Collégiale Sainte-Croix de Liège

Collégiale Sainte-Croix de Liège
Collégiale Sainte-Croix de Liège

Placed in the center of

the city, the Collégiale Sainte-Croix de Liège (Holy Cross Collegiate of Liege) was intended to be a religious and civic point of focus when the town was an important station of the Holy Roman empire.

Building started around 976 A.D. in the Romanesque style and continued for many years. As architectural tastes changed over the years of construction, style became more Gothic. Collégiale Sainte-Croix was the crowning jewel of the city, visible from just about any part of town. It was also well-known for housing St. Hubert’s Key, a charm used for the treatment of rabies in the Middle Ages.

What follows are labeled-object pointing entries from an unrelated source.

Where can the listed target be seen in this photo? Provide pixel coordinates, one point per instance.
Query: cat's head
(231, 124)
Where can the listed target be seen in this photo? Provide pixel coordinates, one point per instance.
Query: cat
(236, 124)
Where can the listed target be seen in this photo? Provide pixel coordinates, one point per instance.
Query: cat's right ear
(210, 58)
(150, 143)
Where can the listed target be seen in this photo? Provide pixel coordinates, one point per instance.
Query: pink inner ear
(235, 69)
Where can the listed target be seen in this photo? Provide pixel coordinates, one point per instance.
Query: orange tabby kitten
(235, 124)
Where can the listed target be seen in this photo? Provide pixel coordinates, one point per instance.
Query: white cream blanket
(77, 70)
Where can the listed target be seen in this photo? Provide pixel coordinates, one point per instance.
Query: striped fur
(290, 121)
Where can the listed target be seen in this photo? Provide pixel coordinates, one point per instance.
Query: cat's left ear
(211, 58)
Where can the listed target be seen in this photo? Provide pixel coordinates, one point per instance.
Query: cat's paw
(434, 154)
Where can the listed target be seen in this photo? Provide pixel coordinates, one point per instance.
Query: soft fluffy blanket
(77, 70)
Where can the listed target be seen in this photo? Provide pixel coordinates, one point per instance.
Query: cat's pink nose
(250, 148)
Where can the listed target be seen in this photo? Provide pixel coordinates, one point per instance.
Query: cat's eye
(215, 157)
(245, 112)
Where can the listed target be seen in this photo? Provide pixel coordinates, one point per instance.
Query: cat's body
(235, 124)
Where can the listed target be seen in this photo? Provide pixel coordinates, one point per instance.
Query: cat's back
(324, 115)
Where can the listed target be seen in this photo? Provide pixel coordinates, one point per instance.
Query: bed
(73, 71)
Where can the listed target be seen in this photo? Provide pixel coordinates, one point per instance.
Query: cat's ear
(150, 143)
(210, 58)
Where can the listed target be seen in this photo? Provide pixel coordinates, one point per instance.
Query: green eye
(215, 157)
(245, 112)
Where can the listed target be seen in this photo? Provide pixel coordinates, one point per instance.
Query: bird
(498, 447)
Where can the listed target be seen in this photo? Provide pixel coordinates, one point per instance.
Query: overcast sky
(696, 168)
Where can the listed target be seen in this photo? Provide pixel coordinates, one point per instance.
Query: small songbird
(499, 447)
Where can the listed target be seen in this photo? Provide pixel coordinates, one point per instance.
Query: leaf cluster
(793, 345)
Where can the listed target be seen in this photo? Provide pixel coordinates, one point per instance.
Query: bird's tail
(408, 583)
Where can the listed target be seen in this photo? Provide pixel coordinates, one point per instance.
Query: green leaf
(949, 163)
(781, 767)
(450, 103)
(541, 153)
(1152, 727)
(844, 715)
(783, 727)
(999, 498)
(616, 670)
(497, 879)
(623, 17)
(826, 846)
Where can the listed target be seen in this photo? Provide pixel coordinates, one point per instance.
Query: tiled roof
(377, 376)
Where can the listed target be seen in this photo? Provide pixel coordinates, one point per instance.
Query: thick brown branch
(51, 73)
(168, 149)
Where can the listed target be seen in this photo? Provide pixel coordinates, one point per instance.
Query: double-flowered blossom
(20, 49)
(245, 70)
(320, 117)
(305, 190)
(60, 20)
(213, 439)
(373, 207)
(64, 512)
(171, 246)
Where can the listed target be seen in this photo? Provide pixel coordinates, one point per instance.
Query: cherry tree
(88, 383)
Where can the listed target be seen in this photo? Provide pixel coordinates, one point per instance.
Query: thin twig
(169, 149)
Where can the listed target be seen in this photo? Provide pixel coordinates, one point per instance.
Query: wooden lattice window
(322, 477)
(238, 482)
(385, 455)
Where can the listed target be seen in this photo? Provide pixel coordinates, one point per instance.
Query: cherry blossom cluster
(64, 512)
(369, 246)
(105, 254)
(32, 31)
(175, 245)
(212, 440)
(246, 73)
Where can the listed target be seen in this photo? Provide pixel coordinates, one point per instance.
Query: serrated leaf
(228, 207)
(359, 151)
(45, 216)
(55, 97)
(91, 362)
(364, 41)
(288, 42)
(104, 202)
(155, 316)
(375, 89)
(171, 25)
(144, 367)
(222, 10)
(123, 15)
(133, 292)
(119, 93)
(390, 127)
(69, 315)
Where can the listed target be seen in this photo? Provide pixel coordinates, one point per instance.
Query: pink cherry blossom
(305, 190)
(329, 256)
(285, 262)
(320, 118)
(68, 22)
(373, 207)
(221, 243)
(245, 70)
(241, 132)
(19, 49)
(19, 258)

In the 1960s a highway was built to snake directly around the church. While this served commuters well, it essentially cut Sainte-Croix off from the rest of the city. Within a decade the church had been almost totally abandoned. Despite repeated conservation efforts, it fell into serious disrepair. As of 2014 the major of Liège declared the church unsafe to visit as its edifices were crumbling. Pointed out as one of the 2014 endangered monument watch list by the Worlds Monument Fund, it was finally decided to renovate it and convert it both as a Christian church, and as the start point of the “circuit des Collégiales” by the city of Liege. The Walloon government will give 1.5 million euros yearly for 10 years to reconstruct the historic church, even if as of now it still sits tucked between expressways, falling apart.